Blockchain in Smallholder Farming: Sowing the Seeds of Growth
Chain Business Insights' new eBook by Co-founder and Research Principal, Ken Cottrill titled Blockchain in Smallholder Farming: Sowing the Seeds of Growth investigates how blockchain combined with agricultural technologies, such as precision farming could help improve productivity significantly, lift millions of smallholder farmers out of poverty and bolster the world’s food supply.
Population growth, climate change and geopolitical unrest are putting pressure on food production – a significant amount of which comes from small farms, especially in developing countries. At the same time, smallholder farmers are challenged by rampant corruption in the supply chain, and do not have access to adequate finance and insurance and hence the resources needed to improve yields. Blockchain could support new business models that help smallholders to overcome these barriers, adapt to changing climate and the resultant shift in production patterns, improve efficiency and gain access to world agricultural markets.
Driven by the substantial global business opportunity, several vendors are introducing blockchain-based innovations in smallholder farming. Blockchain in Smallholder Farming: Sowing the Seeds of Growth contains case studies about the use of the technology in growing cocoa beans in New Guinea and Indonesia as well as cotton in Haiti. The eBook references potential use cases including coffee and wheat produced in Kenya, and rice produced in Viet Nam. It also includes profiles of companies that are already engaged in proof of concept projects in this sector, including in microfinance. Some of this work will likely come to fruition over the next year, but the widespread adoption of blockchain in smallholder farming is further away.

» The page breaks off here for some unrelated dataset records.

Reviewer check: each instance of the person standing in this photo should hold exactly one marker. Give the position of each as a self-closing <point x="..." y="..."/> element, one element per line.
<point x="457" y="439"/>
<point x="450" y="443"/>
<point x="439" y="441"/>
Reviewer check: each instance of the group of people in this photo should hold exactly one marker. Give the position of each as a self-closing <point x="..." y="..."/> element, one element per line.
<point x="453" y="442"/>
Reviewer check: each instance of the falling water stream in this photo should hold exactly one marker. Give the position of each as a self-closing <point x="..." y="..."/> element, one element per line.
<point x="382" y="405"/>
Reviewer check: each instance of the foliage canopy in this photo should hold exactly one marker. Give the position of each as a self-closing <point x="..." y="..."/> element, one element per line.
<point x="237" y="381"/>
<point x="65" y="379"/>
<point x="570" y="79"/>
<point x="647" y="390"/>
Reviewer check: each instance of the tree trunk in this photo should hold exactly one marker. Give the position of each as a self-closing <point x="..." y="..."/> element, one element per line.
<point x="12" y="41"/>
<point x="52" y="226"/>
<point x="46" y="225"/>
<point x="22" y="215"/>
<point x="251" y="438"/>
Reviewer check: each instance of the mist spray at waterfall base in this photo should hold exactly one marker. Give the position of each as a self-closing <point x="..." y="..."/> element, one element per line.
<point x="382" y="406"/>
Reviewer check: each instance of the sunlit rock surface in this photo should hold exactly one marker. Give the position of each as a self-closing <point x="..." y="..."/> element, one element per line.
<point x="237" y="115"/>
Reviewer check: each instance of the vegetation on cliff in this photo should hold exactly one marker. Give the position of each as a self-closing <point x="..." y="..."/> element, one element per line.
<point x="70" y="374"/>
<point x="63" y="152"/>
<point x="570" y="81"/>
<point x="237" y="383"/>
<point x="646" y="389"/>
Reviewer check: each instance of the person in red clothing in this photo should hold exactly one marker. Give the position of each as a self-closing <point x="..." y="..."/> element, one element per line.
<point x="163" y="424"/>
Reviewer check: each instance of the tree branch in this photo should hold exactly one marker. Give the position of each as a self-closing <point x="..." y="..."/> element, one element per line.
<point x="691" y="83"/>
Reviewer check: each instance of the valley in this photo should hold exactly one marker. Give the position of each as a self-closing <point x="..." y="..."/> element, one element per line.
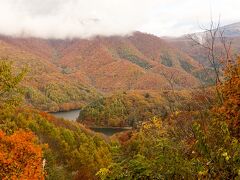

Blockchain in Smallholder Farming: Sowing the Seeds of Growth offers a snapshot of blockchain’s potential, and the broader implications for global agribusiness. These insights should be of interest to stakeholders across agricultural supply chains. Among them are farm organizations, food manufacturers and retailers, providers of services and farm inputs (substances for controlling crop pests and fertilizing soil), transportation and logistics companies, government agencies and NGOs.